元日の能登半島地震に緊張感が走った。師走を迎え、韓国ユン(伊)大統領の非常戒厳宣言に続く大混乱や、シリアのアサド政権崩壊のニュースにも驚かされた。2025年早々、米国のトランプ大統領が待ち構えている。世界、日本にどんなニュースが飛び出してくるだろうか。
 スポーツ界は大谷翔平選手をはじめ、明るいニュースがあった。カープの大失速で、3位に浮上した横浜ベイスターズが何と日本一を制覇。三浦監督が感動で顔をゆがめたテレビ中継に見入った。話題はがらりと移るが、22年にディー・エヌ・エー(東京)グループに入り、7月に社長交代したデータホライゾン(西区)の内海良夫会長(77)に話を聞いた。IT事業に懸ける情熱は冷めやらず、生涯を貫く命題なのだろう。
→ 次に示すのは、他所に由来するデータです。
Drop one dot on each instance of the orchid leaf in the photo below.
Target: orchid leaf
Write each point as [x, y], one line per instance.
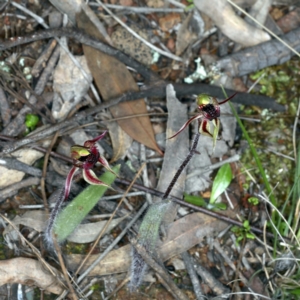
[221, 182]
[80, 206]
[196, 200]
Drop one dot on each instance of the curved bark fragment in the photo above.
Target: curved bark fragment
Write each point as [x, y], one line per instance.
[261, 56]
[230, 24]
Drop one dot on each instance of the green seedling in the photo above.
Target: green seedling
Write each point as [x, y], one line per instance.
[190, 5]
[31, 122]
[221, 182]
[253, 200]
[243, 232]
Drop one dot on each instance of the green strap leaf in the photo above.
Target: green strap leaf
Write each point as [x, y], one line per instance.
[221, 182]
[79, 208]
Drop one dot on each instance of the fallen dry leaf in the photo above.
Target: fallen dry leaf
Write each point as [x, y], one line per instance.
[183, 234]
[168, 22]
[29, 272]
[113, 79]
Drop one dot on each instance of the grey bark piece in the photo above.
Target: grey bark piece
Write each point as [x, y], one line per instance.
[261, 56]
[200, 161]
[176, 151]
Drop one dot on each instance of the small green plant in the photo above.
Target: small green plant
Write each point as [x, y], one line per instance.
[220, 184]
[31, 122]
[243, 232]
[253, 201]
[190, 5]
[84, 158]
[209, 125]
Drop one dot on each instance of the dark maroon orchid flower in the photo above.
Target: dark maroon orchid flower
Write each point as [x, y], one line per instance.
[85, 157]
[209, 113]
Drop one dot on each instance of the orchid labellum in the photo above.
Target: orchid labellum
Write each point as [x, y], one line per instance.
[85, 157]
[208, 116]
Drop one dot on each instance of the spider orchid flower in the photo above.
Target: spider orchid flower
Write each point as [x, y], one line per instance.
[209, 113]
[85, 157]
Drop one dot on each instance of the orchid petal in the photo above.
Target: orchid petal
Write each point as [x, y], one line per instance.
[90, 143]
[198, 116]
[216, 123]
[224, 101]
[69, 182]
[205, 128]
[91, 178]
[79, 151]
[105, 164]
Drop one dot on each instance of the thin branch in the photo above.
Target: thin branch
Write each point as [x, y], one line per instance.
[182, 166]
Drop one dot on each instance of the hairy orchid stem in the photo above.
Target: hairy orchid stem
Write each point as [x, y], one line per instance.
[53, 216]
[182, 166]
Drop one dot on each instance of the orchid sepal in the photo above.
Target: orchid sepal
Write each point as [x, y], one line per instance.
[105, 164]
[185, 125]
[227, 99]
[69, 182]
[78, 151]
[91, 178]
[92, 142]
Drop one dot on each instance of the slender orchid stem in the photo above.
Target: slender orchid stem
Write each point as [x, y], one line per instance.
[182, 166]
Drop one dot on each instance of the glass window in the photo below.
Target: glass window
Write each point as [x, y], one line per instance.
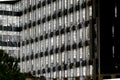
[63, 39]
[60, 4]
[47, 43]
[66, 4]
[81, 53]
[74, 36]
[87, 33]
[90, 11]
[83, 14]
[47, 60]
[81, 34]
[72, 73]
[71, 17]
[54, 6]
[75, 54]
[52, 59]
[78, 72]
[66, 22]
[54, 24]
[57, 40]
[60, 21]
[57, 57]
[63, 56]
[65, 73]
[84, 71]
[52, 41]
[87, 52]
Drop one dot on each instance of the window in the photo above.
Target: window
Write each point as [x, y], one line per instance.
[63, 39]
[52, 41]
[81, 53]
[71, 18]
[47, 43]
[66, 21]
[60, 21]
[78, 72]
[87, 33]
[90, 11]
[83, 14]
[63, 56]
[78, 17]
[54, 24]
[52, 59]
[72, 73]
[87, 52]
[81, 34]
[74, 54]
[47, 60]
[60, 4]
[65, 73]
[57, 40]
[75, 36]
[66, 4]
[54, 6]
[57, 58]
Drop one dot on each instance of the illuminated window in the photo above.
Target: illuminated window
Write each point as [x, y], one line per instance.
[65, 73]
[63, 56]
[52, 41]
[60, 21]
[87, 33]
[54, 6]
[74, 54]
[81, 34]
[87, 52]
[90, 11]
[57, 58]
[60, 4]
[83, 14]
[66, 4]
[66, 21]
[57, 38]
[52, 59]
[75, 36]
[81, 53]
[54, 24]
[71, 17]
[47, 60]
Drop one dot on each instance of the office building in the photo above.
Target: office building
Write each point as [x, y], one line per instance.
[63, 39]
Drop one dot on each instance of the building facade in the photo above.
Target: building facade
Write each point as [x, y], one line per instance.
[55, 38]
[9, 29]
[62, 39]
「改めて本丸のデータヘルス関連事業をてこ入れすることが私のなすべき仕事と肚をくくっている。管轄の厚生労働省の担当者らをはじめ国の機関に働き掛けていく」
 と決意をにじます。
 1972年に広島大学理学部を卒業後、コンピューターの可能性に賭け、起業。82年設立したワイエス企画を現社名に変更した2000年以降は医療分野へ専念していく。健康寿命の延伸と医療費の適正化を使命と定め、医療情報データ分析・活用を武器に、アウトカムを重視したデータヘルスケア関連事業に全力を注いだ。8年後、東証マザーズ上場を果たす。 
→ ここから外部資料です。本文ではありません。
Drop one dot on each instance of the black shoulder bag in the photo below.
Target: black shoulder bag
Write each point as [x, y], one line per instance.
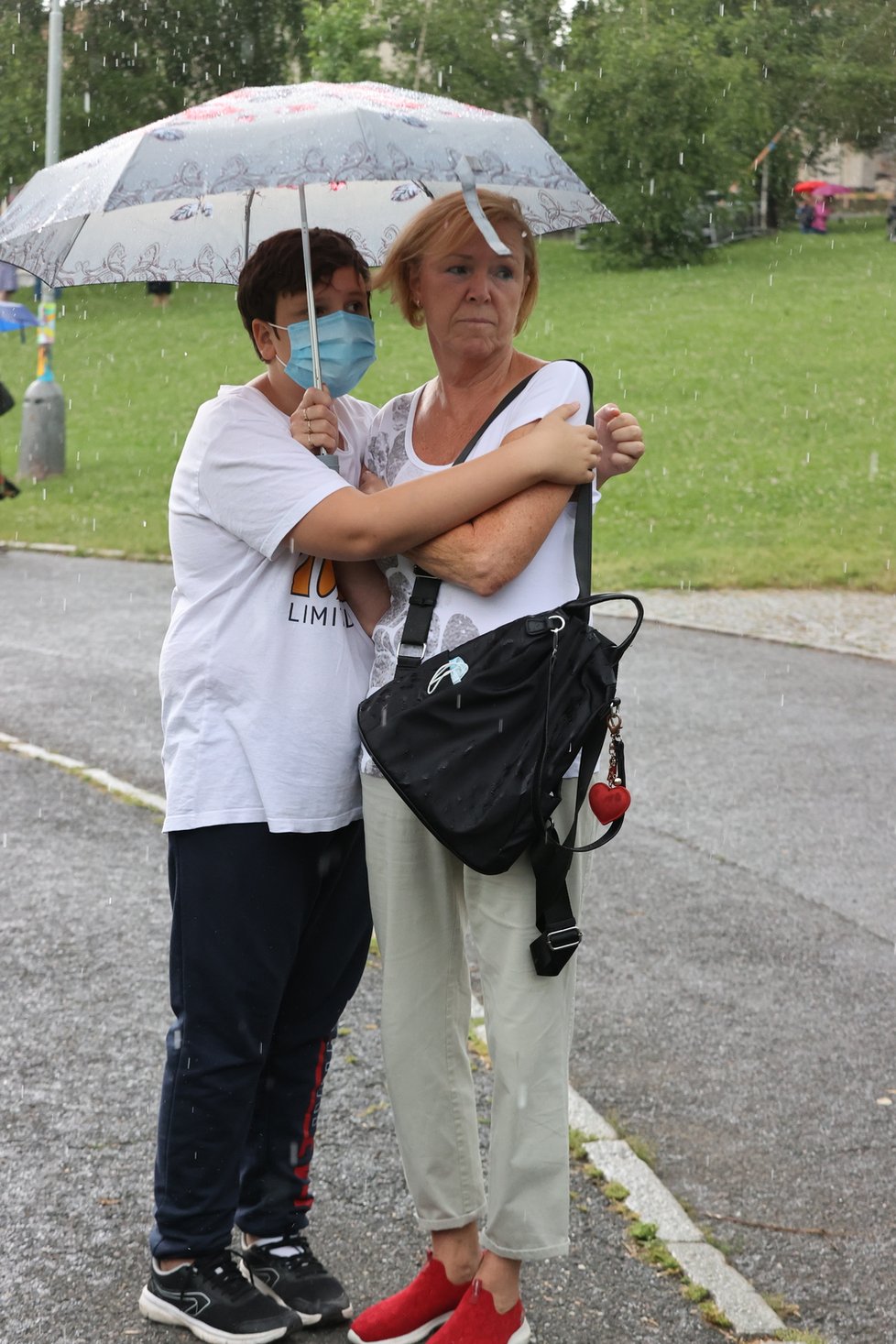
[477, 738]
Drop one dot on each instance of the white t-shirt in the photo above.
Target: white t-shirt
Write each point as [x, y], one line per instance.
[461, 615]
[264, 665]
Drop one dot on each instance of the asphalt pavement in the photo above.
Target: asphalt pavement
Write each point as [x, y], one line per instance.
[735, 1004]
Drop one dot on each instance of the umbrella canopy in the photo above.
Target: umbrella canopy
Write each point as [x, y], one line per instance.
[15, 317]
[817, 187]
[189, 198]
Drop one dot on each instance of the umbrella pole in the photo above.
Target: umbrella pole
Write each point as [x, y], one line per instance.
[309, 288]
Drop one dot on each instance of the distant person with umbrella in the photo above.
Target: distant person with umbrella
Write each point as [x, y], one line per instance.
[261, 675]
[821, 210]
[8, 489]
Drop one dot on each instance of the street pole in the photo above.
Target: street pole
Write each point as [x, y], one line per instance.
[42, 448]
 全国に先駆け、数百万円の医療費がかかると言われる透析治療の患者数を減らした呉市の取り組みに示唆を受け、PDCAに沿った効率的、効果的な保健指導に着眼したビジネスモデルを確立。国策として全国自治体へ広がっていった。
「1年後に1割が透析に至る腎不全(4期)患者を優先的に指導することが、データヘルスの原点で重要なポイント。だが、近年は指導の成果が見えにくい早期腎症期(1・2期)の指導に偏っており原点に戻したい。運動や食事、生活習慣は看護師や保健師、管理栄養士が指導する領域で、医療分野ではないが、医師からの勧奨が不可欠。医師会との連携協力を深めていく」
 本来は、保険者に診療報酬を請求するためのレセプト。傷病名や診療行為、服薬などさまざまな医療情報を目的に応じて整理・分析。メンテナンス体制を整えてきた。20年以上をかけデータベースとして蓄積しながら「宝の山(ビッグデータ)」へと変貌させた価値は大きい。現在、主力の市町村国保向けデータヘルス計画作成支援業務は500件以上に及ぶ。その着眼点が、事業化するための専門的な知見と実行力を持った当時の広島大学の森山美知子教授と呉市の中本克州副市長との出会いを引き寄せた。 
 全ての人に関わる健康。レセプトデータ活用のパイオニアと、プロ野球球団も持つゲームなどを開発するエンターテインメントの強みが化学反応を起こし、さらに元気で長生きできる人生の応援団へ、もうひと踏ん張りしてもらいたい。もう一つ。新たな命題が見えてきたのか、個人で農業参入を構想しており、北海道に広大な耕作地を手当し、新しい種まきを計画する。
「現状の自給率を考えると、これからは農業だと思う。世の中に貢献しない会社はやがて淘汰される。社会貢献こそが会社存続の最大の武器」
 着眼し、自ら動く。創業精神はなお健在だ。